Friday, October 21, 2011

FEWER SPONSORED RELATIVES TO BBE ALLOWED TO IMMIGRATE

The measures described below are overdue, it is all about the economy. Contrary to the NDP's claims, most parents and grandparents who are allowed to immigrate to Canada will never work, many speak no English or French, have marginal or no income, and immediately require health care services. the cost to society is high, and resources need to be devoted to bring younger, working age and skilled immigrants. Those are the facts, the rest is politics.


Canada to accept fewer relatives of immigrants News National Post

Canada to accept fewer relatives of immigrants


Oct 20, 2011 – 11:01 PM ET

By Thandi Fletcher

OTTAWA — The Conservative government aims to cut down a heavy immigration backlog by capping the number of parents and grandparents of immigrants who can come to Canada, Immigration Minister Jason Kenney said Thursday.

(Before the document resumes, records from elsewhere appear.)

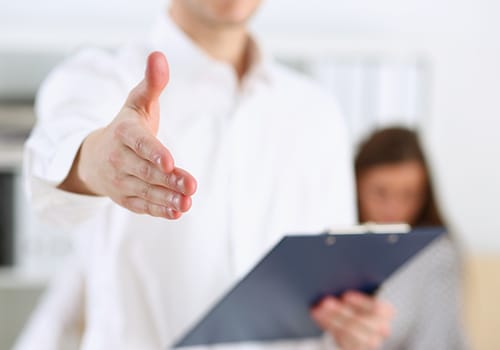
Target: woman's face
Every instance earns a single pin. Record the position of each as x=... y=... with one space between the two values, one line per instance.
x=392 y=193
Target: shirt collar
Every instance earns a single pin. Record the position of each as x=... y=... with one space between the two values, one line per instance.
x=189 y=59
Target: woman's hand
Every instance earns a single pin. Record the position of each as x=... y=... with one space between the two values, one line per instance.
x=356 y=321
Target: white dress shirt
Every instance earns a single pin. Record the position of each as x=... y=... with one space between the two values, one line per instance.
x=270 y=154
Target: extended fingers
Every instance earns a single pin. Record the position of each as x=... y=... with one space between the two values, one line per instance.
x=177 y=180
x=145 y=145
x=141 y=206
x=135 y=187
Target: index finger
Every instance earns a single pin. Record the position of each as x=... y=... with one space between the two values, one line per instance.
x=368 y=304
x=146 y=146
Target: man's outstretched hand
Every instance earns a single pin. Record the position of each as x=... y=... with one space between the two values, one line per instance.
x=126 y=162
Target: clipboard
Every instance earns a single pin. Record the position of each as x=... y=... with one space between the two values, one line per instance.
x=272 y=302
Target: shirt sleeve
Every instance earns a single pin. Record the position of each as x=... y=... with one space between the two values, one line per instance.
x=78 y=97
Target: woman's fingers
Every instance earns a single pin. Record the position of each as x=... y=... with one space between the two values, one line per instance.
x=356 y=321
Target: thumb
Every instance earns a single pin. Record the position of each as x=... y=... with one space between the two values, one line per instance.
x=144 y=97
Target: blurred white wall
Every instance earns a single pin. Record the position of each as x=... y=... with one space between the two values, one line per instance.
x=461 y=38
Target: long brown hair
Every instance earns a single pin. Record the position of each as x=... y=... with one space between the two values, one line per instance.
x=392 y=146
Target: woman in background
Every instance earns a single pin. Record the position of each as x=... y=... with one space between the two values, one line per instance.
x=394 y=185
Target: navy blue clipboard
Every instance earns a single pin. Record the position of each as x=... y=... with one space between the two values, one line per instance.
x=273 y=301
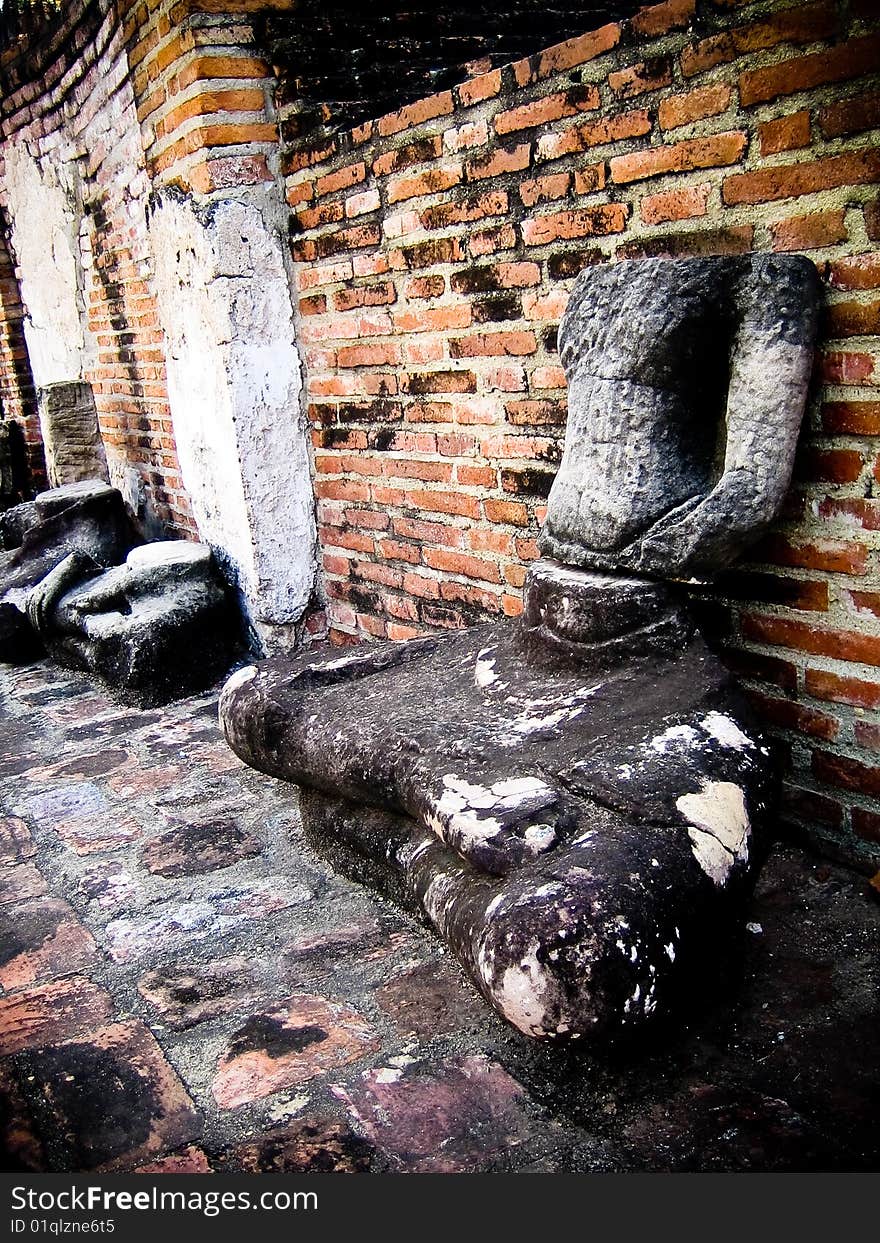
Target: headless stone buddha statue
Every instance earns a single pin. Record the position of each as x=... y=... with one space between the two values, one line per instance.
x=576 y=801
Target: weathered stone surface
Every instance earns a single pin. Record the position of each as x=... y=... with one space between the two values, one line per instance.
x=288 y=1044
x=441 y=1119
x=41 y=939
x=13 y=466
x=193 y=849
x=187 y=996
x=686 y=387
x=574 y=828
x=310 y=1146
x=19 y=883
x=574 y=801
x=153 y=629
x=87 y=518
x=68 y=421
x=35 y=1017
x=203 y=917
x=110 y=1100
x=15 y=840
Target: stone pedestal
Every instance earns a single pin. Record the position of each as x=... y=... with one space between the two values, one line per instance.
x=573 y=804
x=574 y=801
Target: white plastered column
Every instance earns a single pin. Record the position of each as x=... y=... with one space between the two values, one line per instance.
x=235 y=379
x=45 y=234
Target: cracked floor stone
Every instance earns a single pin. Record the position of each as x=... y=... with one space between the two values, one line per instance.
x=188 y=987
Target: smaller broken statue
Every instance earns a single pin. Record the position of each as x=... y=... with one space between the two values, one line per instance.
x=155 y=628
x=87 y=517
x=576 y=801
x=152 y=620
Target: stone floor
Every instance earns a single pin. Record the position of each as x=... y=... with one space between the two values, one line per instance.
x=188 y=987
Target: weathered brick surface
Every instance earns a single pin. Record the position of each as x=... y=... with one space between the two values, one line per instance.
x=750 y=131
x=88 y=106
x=434 y=249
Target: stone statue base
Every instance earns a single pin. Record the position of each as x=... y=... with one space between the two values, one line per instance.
x=573 y=801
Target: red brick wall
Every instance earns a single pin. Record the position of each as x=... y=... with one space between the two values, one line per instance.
x=434 y=254
x=78 y=101
x=18 y=397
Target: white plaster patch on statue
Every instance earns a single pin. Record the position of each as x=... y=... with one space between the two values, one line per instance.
x=719 y=827
x=521 y=995
x=676 y=735
x=725 y=731
x=387 y=1075
x=540 y=837
x=240 y=678
x=439 y=896
x=346 y=661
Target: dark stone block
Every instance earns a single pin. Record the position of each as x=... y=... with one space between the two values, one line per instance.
x=576 y=802
x=686 y=387
x=158 y=627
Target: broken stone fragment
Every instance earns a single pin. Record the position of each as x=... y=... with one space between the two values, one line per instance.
x=158 y=627
x=87 y=518
x=576 y=829
x=576 y=801
x=686 y=387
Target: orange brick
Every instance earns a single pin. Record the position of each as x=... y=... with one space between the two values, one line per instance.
x=494 y=344
x=660 y=19
x=850 y=116
x=847 y=773
x=682 y=204
x=430 y=182
x=850 y=60
x=364 y=296
x=784 y=134
x=684 y=110
x=433 y=320
x=855 y=271
x=789 y=180
x=692 y=153
x=837 y=689
x=419 y=152
x=417 y=113
x=639 y=78
x=579 y=138
x=512 y=512
x=787 y=633
x=497 y=162
x=382 y=353
x=853 y=318
x=203 y=68
x=809 y=233
x=342 y=179
x=578 y=51
x=830 y=465
x=787 y=715
x=451 y=562
x=796 y=25
x=607 y=218
x=552 y=107
x=477 y=206
x=545 y=189
x=484 y=87
x=589 y=179
x=852 y=418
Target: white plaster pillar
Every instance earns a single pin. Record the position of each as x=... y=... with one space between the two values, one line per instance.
x=45 y=228
x=234 y=379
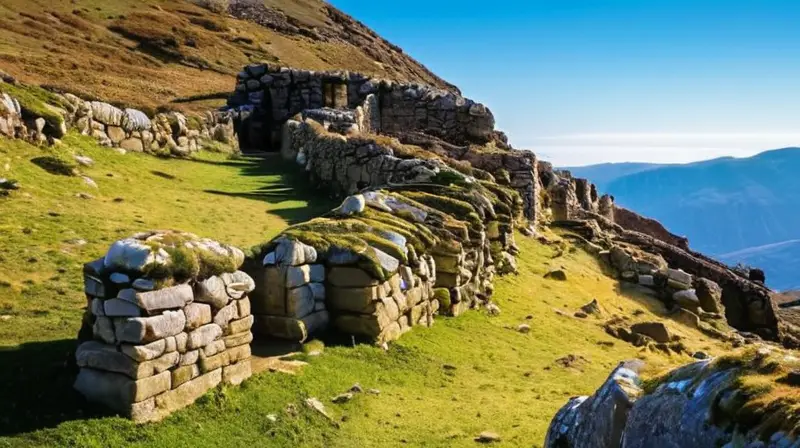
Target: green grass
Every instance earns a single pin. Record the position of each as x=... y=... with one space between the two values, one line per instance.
x=47 y=232
x=34 y=101
x=497 y=378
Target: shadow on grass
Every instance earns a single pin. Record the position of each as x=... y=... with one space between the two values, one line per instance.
x=36 y=391
x=292 y=186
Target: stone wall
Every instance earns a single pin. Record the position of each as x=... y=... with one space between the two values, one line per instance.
x=634 y=221
x=168 y=318
x=414 y=239
x=710 y=403
x=127 y=130
x=275 y=94
x=688 y=279
x=132 y=130
x=382 y=263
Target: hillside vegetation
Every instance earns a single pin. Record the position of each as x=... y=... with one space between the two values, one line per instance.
x=438 y=387
x=149 y=54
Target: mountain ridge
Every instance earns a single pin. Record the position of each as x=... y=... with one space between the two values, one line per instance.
x=739 y=209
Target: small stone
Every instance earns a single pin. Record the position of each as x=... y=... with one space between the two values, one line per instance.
x=343 y=398
x=793 y=378
x=557 y=274
x=352 y=205
x=89 y=181
x=493 y=309
x=119 y=278
x=487 y=437
x=656 y=330
x=83 y=160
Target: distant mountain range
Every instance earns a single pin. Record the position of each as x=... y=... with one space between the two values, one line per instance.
x=737 y=210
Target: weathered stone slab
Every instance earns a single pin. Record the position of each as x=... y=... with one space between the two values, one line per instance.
x=236 y=374
x=239 y=353
x=165 y=299
x=203 y=336
x=145 y=352
x=181 y=341
x=243 y=307
x=350 y=277
x=211 y=291
x=97 y=307
x=103 y=330
x=188 y=392
x=121 y=308
x=139 y=330
x=94 y=286
x=358 y=300
x=238 y=339
x=226 y=314
x=209 y=363
x=189 y=358
x=184 y=374
x=106 y=357
x=299 y=301
x=270 y=295
x=197 y=315
x=239 y=326
x=298 y=275
x=678 y=275
x=117 y=391
x=213 y=348
x=318 y=291
x=291 y=328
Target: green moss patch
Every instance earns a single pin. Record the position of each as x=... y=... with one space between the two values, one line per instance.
x=34 y=102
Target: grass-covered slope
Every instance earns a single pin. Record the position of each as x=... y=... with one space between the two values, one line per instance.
x=56 y=221
x=147 y=53
x=438 y=387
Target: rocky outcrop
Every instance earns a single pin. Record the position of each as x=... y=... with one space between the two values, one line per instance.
x=708 y=403
x=126 y=129
x=633 y=221
x=419 y=239
x=275 y=94
x=340 y=28
x=167 y=319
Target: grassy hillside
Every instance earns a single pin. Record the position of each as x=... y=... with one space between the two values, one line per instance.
x=438 y=387
x=742 y=210
x=149 y=53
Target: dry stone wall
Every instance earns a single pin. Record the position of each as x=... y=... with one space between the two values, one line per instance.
x=377 y=266
x=127 y=130
x=414 y=238
x=275 y=94
x=168 y=318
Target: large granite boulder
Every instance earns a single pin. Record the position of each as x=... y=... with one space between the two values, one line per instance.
x=746 y=399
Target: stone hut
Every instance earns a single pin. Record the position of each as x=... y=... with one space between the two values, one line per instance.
x=168 y=318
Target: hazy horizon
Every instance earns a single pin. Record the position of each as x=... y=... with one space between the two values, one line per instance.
x=584 y=82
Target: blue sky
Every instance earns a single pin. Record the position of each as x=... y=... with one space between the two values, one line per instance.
x=581 y=82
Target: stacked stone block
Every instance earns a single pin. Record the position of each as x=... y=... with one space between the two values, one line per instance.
x=289 y=300
x=132 y=130
x=381 y=310
x=126 y=129
x=162 y=335
x=395 y=107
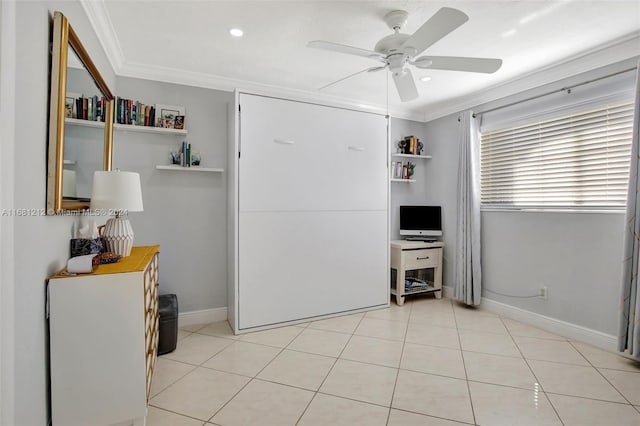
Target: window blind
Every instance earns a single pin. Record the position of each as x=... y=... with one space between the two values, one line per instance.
x=574 y=161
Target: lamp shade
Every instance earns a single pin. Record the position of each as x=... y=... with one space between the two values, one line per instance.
x=116 y=191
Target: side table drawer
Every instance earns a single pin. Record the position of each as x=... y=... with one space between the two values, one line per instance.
x=427 y=258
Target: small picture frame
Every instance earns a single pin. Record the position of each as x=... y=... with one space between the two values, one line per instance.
x=69 y=107
x=178 y=122
x=166 y=115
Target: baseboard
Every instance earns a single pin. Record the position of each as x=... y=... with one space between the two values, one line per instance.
x=553 y=325
x=566 y=329
x=202 y=317
x=447 y=291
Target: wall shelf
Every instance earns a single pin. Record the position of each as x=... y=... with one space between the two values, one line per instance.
x=190 y=169
x=126 y=127
x=428 y=157
x=83 y=123
x=149 y=129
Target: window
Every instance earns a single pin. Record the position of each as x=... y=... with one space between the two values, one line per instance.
x=575 y=161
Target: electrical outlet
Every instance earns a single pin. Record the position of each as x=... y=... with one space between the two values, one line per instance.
x=543 y=293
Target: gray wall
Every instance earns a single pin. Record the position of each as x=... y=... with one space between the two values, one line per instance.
x=41 y=243
x=442 y=136
x=403 y=193
x=184 y=212
x=576 y=255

“Canada is the most generous country in the world with respect to immigration . . . but there have to be practical limits to our generosity,” Kenney said after speaking at an often-heated citizenship and immigration committee meeting.
The current backlog, or total number of immigration applications still waiting to be processed, is now more than a million names long, according to immigration officials.
Kenney’s comments came after NDP immigration critic Don Davies suggested in an Oct. 14 letter to Kenney that Ottawa set a target of issuing 289,000 to 336,000 total permanent residency visas for 2012.
Canada receives about 400,000 applications for permanent residency every year. Since coming into power, the Conservative government has granted permanent residency to an average of 254,000 a year.
Last year, about 38,000 of those applications were from parents and grandparents of permanent residents, said Kenney.
Davies recommended increasing the number parent and grandparent admissions to Canada.
Higher immigration levels are needed to satisfy a growing labour shortage and create a sustainable economy, wrote Davies in the letter.
While he agreed there is a need to increase participation in the workforce, Kenney said immigration is not the solution.
Only about 20 per cent of immigrants to Canada are primary economic immigrants, he said, while the remaining applicants are their spouses and sponsored family members.
“To those who think we can solve that problem through immigration alone are profoundly mistaken,” Kenney told the committee.
Kenney said the Conservative government isn’t opposed to family reunification, but said there must be limits.
“We have to calibrate those limits based on our country’s economic needs, our fiscal capacity,” he said. “There is no doubt that the people who are coming who are senior citizens, they have much, much lower labour market participation and much higher level of utilization of the public health system.”
Limiting the number of family sponsored applications would also help speed up processing times, Kenney said.
“I don’t want people waiting seven, eight or 10 years for their parents or grandparents to come,” he said. “That’s cruel. That’s unfair.”
He suggested looking at other countries’ immigration policies for ideas on how to limit applications. One method might be a minimum family income criteria.
“It’s not about reducing immigration,” said Kenney. “It’s about managing the intake of applications so that it is aligned with our very high immigration levels.”
Davies argued limiting applications isn’t the only solution. The federal government should hire more staff to process the applications faster, he said.
“If you have a seven to 10 to 13 year waiting list in processing applications, unless I’m missing something, you need to put some more bodies in there to process those applications,” said Davies.